Lane-change accidents happen often on Maryland roads. Due to the nature of these accidents, determining the at-fault driver can be challenging.
More than 90% of car accidents are due to human error, lane change crashes included. Establishing fault is crucial in determining the party responsible for damages and injuries sustained in the crash.
Determining the cause
According to a recent study conducted by the International Association of Traffic and Safety Sciences, the majority of lane change accidents occur due to:
- Distractions and diversions
- Sudden and unsafe lane changes
- Lack of awareness or recognition of surroundings, typically in avoiding mirror checks
- Failure to glance or observe road space in the blind spot
- Failure to use a turn signal
- Differences in vehicle speeds
Lane change crashes happen when two cars are in close proximity to one another and collide during a merge or when one car is traveling faster or slower than another. These accidents are typically rear-end collisions or side vehicle crashes due to the point of impact.

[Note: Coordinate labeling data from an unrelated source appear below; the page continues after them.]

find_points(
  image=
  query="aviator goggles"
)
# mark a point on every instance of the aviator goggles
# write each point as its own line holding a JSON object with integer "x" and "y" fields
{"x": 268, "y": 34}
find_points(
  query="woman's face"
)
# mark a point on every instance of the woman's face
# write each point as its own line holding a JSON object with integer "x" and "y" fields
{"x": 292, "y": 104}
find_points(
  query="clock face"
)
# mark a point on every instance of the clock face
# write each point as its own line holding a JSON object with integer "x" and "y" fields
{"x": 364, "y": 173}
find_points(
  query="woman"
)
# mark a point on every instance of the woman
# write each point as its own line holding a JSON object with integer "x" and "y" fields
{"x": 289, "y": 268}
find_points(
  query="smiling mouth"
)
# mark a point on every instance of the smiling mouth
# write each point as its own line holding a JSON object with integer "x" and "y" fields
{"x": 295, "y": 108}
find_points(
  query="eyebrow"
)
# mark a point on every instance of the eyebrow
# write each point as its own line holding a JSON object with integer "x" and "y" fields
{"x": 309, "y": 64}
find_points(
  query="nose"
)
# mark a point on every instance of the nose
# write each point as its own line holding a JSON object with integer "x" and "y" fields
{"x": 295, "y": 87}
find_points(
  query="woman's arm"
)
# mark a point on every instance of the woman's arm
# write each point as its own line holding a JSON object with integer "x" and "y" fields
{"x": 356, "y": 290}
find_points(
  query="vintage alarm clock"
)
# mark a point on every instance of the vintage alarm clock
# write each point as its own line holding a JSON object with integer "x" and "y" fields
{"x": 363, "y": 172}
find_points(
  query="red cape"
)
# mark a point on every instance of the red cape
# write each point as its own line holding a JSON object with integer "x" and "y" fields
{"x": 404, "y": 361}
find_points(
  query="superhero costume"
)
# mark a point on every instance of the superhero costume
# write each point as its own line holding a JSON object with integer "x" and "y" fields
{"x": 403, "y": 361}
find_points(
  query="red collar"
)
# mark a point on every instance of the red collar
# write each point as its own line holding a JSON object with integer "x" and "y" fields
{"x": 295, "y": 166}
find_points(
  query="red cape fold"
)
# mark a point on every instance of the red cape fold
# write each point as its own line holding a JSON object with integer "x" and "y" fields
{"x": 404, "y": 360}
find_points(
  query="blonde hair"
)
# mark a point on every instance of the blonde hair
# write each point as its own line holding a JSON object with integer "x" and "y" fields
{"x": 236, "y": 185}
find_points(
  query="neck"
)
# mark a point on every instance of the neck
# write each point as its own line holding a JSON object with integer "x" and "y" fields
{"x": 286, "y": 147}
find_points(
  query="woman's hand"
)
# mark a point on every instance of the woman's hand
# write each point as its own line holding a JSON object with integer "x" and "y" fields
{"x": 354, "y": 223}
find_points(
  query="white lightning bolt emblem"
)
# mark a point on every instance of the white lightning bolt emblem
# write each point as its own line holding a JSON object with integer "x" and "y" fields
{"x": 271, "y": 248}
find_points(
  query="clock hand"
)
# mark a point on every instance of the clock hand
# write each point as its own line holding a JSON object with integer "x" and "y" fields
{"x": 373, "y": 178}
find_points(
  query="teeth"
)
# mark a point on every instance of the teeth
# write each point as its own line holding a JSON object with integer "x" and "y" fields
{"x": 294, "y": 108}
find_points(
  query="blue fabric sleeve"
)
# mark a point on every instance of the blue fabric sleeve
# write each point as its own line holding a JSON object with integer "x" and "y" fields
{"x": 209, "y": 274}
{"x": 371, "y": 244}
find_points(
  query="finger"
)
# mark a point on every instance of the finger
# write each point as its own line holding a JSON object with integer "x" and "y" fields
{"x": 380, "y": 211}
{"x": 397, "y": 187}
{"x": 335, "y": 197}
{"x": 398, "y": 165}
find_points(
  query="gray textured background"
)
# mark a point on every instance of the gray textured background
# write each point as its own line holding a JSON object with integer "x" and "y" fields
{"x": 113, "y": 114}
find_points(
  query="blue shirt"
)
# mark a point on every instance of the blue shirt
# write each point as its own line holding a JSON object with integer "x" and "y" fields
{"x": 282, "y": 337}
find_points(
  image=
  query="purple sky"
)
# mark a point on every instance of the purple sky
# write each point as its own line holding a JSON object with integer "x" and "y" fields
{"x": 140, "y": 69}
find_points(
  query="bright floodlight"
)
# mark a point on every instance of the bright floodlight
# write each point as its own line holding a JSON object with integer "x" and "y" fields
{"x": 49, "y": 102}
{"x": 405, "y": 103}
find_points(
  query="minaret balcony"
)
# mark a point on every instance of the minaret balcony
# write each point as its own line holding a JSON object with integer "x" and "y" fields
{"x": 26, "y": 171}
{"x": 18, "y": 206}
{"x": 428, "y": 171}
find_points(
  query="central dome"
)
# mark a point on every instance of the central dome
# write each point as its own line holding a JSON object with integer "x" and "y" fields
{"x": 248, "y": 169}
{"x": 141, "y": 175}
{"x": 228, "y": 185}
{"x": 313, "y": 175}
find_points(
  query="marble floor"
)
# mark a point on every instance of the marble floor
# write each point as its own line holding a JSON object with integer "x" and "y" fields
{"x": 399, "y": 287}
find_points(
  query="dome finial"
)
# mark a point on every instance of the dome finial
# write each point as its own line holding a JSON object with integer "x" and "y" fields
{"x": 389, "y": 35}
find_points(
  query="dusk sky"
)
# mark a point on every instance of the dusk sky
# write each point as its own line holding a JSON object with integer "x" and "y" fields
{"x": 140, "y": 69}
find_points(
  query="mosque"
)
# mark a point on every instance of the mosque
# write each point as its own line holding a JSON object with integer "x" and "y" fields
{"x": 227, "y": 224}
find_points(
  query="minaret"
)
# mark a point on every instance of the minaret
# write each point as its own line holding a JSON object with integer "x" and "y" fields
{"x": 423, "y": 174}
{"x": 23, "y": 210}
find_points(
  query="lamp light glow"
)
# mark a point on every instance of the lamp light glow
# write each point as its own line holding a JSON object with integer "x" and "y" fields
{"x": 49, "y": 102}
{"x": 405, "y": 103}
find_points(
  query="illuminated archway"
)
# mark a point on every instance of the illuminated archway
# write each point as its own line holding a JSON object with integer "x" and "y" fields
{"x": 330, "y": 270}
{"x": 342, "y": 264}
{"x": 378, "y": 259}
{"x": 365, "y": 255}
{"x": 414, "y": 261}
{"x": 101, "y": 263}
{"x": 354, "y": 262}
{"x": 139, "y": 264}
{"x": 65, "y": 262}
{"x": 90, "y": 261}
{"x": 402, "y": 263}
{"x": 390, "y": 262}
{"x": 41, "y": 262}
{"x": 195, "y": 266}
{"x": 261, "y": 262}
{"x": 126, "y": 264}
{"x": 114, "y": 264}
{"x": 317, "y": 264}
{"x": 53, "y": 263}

Determining fault and liability
Typically, the merging car is at fault in a lane-change collision, as vehicles may only change lanes when it is reasonably safe to do so. However, any driver found driving while intoxicated, distracted or in violation of traffic laws acted negligently and unlawfully, and can maintain liability for the collision.
Statements from witnesses and collision experts, police reports and any relevant surveillance footage or information can also prove fault in a lane-change accident. Because lane-change accidents often result in injuries and fatalities, determining liability is important in order to obtain adequate compensation for damages.